PRS works in two keys ways - to help people living in the houses and help the economy by encouraging the provision of quality homes, in a housing sector that has grown due to worldwide economic forces, pushing home ownership out of the reach of more and more people.
The Scottish Cities Alliance and partners understand the importance of an appropriate housing to support economic activity and create vibrant cities. Through the Alliance our city authorities, Scottish Government and partners Homes for Scotland are actively engaging the residential property market to encourage supply and provision of quality homes for citizens attracted by our seven distinctive cities.
PRS or Build to Rent (BTR) housing (as it is sometimes referred to) is a housing tenure with homes owned and let by professional private landlords which provides flexibility for citizens and choice in terms of how people choose to live and work. Increasingly home ownership is not a priority for young adults or mature city dwellers consuming ‘on demand’ services with the preference to be free from maintenance and financial obligations as an attractive lifestyle option.
Private rented housing has the potential to play a very positive role. In Scotland there is an emerging supply of PRS developments but we are keen to support more investment and productive activity in this area. Scotland’s cities are currently looking at PRS opportunities and the Alliance will promote these to potential investors via our Pitch Book and in the course of our investment events.
The Scottish Government is currently developing a Rental Income Guarantee Scheme (RIGS) to help kickstart the Build to Rent sector in Scotland. This is designed to provide greater confidence during the early stages when lettings risk is likely to be highest. Should an investor not achieve their anticipated level of rental income a Scottish Government guarantee would compensate them for part of this. The Scottish Government is finalising detailed work on the proposed initiative and an announcement on this is expected shortly.

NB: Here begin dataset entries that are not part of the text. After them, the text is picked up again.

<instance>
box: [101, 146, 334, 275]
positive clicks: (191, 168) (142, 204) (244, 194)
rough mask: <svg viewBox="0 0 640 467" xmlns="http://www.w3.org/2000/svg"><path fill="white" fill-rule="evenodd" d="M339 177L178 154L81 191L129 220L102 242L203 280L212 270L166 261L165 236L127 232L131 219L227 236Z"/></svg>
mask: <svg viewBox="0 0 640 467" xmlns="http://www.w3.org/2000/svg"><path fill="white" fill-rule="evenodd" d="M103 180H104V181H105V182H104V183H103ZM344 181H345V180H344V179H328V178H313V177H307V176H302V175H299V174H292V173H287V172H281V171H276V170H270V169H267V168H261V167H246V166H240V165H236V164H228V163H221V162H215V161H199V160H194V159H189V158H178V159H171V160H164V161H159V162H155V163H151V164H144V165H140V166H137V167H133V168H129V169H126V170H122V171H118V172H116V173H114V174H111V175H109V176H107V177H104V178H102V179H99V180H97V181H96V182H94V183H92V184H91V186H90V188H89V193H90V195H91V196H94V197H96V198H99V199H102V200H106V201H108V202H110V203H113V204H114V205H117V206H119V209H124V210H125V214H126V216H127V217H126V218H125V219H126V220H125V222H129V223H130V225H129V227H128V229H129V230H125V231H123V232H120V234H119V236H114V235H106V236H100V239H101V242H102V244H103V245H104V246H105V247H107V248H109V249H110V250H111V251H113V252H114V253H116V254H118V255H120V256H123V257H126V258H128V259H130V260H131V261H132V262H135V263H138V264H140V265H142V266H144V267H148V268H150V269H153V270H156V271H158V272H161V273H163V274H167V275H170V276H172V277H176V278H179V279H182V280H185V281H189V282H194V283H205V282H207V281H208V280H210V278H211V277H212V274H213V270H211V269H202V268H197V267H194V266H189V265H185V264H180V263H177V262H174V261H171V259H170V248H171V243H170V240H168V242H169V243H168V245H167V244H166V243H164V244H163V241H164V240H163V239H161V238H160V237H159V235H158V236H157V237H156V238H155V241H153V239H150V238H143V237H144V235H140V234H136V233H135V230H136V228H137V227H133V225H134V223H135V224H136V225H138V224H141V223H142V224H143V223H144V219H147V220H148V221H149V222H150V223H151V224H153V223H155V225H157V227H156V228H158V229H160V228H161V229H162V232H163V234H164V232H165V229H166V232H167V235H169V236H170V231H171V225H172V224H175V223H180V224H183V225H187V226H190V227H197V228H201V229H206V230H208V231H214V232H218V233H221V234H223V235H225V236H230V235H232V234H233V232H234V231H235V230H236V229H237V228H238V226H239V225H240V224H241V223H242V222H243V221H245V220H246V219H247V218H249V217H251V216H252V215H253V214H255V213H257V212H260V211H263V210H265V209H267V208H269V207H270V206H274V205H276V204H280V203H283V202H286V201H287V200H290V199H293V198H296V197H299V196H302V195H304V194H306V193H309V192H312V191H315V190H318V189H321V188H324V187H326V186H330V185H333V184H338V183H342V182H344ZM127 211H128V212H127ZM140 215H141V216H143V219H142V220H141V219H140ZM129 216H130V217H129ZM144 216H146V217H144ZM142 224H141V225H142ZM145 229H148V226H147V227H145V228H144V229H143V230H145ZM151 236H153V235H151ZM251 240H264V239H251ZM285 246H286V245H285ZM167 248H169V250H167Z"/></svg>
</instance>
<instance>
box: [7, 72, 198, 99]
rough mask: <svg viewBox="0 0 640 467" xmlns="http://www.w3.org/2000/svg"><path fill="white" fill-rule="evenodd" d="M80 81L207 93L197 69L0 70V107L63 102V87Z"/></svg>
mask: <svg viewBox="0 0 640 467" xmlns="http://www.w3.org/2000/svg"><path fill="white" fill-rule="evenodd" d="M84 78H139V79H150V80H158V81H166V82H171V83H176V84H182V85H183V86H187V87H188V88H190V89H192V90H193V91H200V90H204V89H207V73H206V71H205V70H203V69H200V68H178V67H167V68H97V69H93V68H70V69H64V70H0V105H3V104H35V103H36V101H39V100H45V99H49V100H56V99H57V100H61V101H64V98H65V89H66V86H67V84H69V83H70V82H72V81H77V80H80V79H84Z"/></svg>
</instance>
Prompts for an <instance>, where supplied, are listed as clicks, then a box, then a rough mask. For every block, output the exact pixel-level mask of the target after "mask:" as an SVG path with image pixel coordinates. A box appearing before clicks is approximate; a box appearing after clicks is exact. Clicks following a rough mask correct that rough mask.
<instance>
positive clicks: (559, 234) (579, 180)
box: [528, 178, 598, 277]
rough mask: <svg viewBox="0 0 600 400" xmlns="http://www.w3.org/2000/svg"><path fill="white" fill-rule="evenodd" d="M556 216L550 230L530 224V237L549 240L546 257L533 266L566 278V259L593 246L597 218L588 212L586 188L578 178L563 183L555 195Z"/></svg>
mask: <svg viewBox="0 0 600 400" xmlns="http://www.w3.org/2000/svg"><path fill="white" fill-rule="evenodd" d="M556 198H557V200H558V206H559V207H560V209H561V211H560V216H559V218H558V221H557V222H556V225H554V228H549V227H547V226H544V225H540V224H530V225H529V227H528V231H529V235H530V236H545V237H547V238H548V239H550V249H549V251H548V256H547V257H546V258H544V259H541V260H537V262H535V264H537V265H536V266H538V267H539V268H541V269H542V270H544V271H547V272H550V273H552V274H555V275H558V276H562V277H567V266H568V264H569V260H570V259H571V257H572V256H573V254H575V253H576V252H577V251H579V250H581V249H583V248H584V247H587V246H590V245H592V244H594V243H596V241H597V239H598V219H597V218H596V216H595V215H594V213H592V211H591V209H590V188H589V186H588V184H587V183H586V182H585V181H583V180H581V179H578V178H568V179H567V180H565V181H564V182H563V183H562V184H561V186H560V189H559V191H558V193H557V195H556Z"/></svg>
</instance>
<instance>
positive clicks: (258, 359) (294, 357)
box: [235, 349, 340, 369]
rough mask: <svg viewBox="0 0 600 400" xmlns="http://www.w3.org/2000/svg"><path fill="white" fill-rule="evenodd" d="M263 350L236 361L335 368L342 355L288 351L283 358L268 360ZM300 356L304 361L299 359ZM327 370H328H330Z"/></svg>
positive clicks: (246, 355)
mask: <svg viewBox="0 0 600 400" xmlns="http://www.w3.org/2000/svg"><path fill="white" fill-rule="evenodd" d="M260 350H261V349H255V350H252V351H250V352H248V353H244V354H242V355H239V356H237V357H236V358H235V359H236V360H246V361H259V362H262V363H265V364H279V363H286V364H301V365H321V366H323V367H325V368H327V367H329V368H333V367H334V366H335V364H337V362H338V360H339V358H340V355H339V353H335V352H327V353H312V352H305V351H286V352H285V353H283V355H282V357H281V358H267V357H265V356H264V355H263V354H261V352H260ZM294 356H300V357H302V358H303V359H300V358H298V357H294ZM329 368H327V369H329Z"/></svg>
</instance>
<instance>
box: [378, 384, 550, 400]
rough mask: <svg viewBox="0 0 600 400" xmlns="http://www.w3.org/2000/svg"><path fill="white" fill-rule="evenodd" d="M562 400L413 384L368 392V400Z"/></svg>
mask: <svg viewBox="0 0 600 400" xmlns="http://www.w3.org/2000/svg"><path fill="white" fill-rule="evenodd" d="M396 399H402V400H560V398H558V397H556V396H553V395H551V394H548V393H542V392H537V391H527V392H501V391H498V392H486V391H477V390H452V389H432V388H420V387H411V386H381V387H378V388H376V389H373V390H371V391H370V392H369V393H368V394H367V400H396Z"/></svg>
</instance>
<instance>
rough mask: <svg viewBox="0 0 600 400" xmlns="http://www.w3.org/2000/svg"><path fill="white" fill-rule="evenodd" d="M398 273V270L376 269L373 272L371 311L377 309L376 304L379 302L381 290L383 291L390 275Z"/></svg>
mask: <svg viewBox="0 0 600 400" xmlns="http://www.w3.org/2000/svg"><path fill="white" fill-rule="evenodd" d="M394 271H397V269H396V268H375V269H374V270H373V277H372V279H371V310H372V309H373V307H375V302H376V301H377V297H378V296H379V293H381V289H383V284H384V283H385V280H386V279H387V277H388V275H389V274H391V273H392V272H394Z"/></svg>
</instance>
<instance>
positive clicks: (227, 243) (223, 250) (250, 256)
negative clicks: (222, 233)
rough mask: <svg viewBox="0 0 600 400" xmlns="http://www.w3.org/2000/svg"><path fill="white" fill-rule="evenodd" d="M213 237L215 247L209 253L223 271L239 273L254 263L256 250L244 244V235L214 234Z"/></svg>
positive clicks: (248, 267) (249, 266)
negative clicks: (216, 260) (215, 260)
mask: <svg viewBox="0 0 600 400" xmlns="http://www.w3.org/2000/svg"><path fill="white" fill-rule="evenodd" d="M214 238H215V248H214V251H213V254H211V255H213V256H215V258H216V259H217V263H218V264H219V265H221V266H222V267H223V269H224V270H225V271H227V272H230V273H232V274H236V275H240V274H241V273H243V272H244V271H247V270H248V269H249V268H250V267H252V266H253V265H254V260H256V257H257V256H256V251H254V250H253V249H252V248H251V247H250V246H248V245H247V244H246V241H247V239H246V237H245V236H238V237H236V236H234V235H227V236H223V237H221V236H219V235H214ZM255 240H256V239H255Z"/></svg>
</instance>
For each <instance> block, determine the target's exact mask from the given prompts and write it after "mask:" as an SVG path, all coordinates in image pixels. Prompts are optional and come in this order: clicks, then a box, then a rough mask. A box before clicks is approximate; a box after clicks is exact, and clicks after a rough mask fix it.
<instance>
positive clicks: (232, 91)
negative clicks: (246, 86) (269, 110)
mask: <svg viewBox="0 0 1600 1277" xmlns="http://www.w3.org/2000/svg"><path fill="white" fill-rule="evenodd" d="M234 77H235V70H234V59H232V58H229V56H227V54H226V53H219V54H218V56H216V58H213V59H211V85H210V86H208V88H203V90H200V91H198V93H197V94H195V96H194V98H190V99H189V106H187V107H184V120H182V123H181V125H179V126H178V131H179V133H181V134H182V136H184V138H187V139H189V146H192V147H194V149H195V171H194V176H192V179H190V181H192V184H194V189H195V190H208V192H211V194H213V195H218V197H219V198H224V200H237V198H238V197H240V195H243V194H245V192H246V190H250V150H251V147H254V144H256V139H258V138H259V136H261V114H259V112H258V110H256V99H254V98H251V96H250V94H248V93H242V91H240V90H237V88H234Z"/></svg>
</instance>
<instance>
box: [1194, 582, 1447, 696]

The Private Housing (Tenancies) (Scotland) Act 2016 creates the new private residential tenancy (to replace current assured and short assured tenancies) and it is expected to come into force in December 2017. The purpose of the new tenancy is to improve security of tenure for tenants balanced with appropriate safeguards for landlords, lenders and investors and is part the approach to make private rented sector more professionally managed well-functioning sector, providing good quality homes for Scottish residents.
Overall, there is much work to be done and a lot of work being done to improve the quantity and quality of Scotland’s Private Rented Sector. Watch this space.